For many, the superintendent’s goals have been a welcome breath of fresh, energetic air. As the city’s largest inner-city school district, covering real estate targeted for development, there are plenty of stakeholders who want to see the district succeed.
Martinez is well aware of the eyes watching his progress. However, he insists his primary motivations are the students of SAISD. It is their future success shaping his goals and informing his strategies.
So, what does this mean for the students of Stewart Elementary? How will they benefit from the expanded services and high expectations of this new regime?
At the end of the 2014-2015 school year, Stewart Elementary was in its third year of “improvement required” status under the Texas Education Agency’s (TEA) accountability standards. Of the four indices of student achievement, Stewart only met standards in Index 2, student progress.

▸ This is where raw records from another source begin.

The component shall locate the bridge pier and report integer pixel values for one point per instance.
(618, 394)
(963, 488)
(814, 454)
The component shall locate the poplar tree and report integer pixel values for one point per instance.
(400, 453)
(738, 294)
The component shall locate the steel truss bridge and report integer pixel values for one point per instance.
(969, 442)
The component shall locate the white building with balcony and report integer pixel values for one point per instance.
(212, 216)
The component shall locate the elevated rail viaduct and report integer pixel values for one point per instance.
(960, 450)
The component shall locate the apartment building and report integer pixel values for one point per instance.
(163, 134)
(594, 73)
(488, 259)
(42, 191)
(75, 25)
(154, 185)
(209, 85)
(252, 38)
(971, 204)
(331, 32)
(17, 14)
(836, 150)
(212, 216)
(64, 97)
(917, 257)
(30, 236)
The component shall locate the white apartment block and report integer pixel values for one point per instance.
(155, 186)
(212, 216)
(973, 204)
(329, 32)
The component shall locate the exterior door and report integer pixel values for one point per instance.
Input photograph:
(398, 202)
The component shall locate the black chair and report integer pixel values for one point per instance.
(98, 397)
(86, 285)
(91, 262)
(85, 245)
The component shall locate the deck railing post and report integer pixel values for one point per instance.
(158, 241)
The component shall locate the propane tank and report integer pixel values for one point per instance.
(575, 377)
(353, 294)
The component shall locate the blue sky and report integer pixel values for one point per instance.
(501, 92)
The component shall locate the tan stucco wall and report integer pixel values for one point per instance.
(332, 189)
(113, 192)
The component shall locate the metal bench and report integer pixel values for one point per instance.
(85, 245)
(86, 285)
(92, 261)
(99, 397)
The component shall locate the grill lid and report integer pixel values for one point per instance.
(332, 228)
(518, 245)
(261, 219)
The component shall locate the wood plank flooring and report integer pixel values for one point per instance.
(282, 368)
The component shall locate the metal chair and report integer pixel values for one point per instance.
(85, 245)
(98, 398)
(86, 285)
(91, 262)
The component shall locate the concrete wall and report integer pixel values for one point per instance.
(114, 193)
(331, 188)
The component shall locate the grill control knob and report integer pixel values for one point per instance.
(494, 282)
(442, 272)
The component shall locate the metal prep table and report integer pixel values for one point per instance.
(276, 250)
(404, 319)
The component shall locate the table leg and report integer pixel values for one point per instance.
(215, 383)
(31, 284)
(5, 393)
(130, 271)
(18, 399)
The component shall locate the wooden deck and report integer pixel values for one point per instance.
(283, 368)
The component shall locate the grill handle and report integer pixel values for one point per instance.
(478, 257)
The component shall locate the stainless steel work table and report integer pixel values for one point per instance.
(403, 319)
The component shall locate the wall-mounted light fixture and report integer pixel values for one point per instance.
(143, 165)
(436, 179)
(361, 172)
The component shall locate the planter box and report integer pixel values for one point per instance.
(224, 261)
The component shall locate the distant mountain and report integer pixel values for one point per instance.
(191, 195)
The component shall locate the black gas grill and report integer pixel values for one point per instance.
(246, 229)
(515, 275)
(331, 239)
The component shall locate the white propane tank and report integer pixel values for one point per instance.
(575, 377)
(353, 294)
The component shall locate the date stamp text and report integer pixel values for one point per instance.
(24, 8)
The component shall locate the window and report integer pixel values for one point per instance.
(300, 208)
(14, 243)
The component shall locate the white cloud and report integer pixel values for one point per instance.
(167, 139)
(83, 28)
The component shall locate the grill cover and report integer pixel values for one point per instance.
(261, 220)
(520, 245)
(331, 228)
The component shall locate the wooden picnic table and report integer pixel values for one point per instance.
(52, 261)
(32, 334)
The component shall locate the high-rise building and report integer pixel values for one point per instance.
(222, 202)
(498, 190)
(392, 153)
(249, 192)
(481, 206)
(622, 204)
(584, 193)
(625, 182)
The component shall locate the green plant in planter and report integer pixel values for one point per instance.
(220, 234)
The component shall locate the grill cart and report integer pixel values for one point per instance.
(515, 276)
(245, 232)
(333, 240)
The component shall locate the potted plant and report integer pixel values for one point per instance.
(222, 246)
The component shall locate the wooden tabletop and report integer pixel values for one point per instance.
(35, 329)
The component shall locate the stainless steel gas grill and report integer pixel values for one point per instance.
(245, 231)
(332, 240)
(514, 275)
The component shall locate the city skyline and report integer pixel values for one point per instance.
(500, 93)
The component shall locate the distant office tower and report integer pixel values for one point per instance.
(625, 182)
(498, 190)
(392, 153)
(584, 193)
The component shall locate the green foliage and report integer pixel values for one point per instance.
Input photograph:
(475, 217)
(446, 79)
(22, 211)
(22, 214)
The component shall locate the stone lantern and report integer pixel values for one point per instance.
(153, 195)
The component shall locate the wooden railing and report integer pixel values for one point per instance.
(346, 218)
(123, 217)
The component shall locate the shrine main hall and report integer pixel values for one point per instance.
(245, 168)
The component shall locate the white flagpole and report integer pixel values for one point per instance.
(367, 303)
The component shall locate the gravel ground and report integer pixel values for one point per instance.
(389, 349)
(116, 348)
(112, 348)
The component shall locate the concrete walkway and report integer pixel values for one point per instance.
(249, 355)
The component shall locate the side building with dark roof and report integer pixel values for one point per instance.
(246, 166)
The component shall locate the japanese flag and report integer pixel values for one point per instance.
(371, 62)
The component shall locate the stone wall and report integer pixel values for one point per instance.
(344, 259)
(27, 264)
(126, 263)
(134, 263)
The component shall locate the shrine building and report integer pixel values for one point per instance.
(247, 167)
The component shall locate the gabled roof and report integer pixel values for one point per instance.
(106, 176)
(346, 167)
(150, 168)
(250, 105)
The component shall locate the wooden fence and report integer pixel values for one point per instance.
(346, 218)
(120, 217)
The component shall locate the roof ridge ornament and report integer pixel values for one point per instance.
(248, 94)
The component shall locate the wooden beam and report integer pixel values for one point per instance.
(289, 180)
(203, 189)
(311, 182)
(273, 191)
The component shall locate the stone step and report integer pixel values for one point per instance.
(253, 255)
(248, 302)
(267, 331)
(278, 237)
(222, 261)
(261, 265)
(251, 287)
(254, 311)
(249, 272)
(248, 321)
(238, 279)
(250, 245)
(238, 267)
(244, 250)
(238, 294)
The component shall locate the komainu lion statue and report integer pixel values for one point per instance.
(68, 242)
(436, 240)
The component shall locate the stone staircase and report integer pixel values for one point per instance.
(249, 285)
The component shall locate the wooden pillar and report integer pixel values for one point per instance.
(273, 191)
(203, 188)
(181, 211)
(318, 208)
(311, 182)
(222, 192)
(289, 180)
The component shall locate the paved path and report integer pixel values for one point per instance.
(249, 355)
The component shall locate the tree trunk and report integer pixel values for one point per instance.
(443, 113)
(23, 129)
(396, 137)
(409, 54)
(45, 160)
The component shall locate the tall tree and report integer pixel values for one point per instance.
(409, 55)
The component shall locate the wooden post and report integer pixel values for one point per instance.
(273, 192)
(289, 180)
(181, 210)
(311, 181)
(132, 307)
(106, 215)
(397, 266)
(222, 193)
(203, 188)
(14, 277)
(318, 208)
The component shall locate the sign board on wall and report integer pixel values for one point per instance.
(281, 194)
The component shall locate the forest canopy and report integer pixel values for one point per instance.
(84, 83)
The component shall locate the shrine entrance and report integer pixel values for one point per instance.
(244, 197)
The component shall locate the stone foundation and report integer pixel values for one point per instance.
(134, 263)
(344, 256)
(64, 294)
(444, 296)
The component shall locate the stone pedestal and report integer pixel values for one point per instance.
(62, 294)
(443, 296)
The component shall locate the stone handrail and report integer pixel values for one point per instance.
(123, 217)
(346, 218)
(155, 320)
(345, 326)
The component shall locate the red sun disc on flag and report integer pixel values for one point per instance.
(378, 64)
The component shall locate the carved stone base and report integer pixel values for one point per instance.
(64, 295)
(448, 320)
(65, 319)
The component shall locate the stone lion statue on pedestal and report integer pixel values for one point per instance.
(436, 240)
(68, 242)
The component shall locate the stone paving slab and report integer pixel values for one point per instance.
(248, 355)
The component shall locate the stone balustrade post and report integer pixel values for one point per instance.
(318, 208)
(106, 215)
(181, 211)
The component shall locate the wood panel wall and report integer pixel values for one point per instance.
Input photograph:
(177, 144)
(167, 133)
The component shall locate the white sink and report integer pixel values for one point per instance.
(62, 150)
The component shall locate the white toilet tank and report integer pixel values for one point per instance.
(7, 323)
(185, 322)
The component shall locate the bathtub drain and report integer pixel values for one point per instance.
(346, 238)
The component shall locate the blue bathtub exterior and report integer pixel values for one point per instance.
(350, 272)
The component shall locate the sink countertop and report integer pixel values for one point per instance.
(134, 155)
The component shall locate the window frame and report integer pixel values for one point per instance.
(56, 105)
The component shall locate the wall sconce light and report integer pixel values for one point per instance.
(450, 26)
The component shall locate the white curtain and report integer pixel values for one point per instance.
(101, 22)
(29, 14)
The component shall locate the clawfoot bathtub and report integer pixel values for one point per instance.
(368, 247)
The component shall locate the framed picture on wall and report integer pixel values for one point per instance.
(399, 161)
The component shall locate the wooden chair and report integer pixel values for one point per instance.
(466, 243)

Student progress measures the improvement of each student from one year to the next. This is the standard currently plaguing high-performing schools, where students have a hard time outperforming their already high scores from the previous year. In low-performing schools, student progress is still a good thing, obviously, but it is easier to attain when test scores from the previous year leave ample room for improvement.
Stewart Elementary failed to meet standards in Index 1, student achievement; Index 3, closing the performance gap; and Index 4, post-secondary readiness. Together these indicate an overall struggling school where underserved populations, here the majority of students, are falling behind their well-resourced peers across the state.
New principal Dr. Traci Smith was sent to Stewart Elementary for a reason. She is one of SAISD’s powerhouse principals with the grit and creativity to inspire change. She will be the one to put Martinez’s plans into action at Stewart Elementary.
Smith has her work cut out for her. Serving 96.8% economically-disadvantaged students in a somewhat under-the-radar corner of the district, the school has had very little to lean on for community support. The mobility rate alone, 22.9%, means that building trust and rapport with families is constantly in stage one.
When Smith walked onto campus to start the 2015-2016 school year, only 36% of Stewart Elementary third graders were reading at grade level.
“That’s a huge problem because the STAAR tests are written on grade level,” Smith said.
The school’s gifted/talented students were given 40 minutes per week of targeted service, delivered by the school librarian, not a certified gifted/talented teacher. This librarian was left to find her own curriculum.
Of the 32 classroom teachers and six support teachers, ten were brand new to teaching, seven were second-year teachers, and four were new to SAISD. Teachers were discouraged, and students and parents were disengaged.
“As can be the case in a low-performing school, I arrived to find that morale was very low,” Smith said.
Already, there are signs of change, mostly building on those new teachers and the stalwarts holding out hope for campus leadership that would help them help their students. Every day the faculty and staff celebrate the little victories, Smith said.
“I found staff members who were very on board, realizing that there’s potential here,” she added.
Smith frees her staff to communicate and think independently, something their previous administrator reportedly discouraged. Her office is open and welcoming, and she is constantly empowering her staff to make decisions.
“Teachers are growing. They’re attending lots and lots of professional development,” she said.
But this is only the beginning. Smith can only do so much with the tools given to her by previous district administrations. The changes Martinez proposes to bring to the district at large should vastly expand the potential for Smith and her team.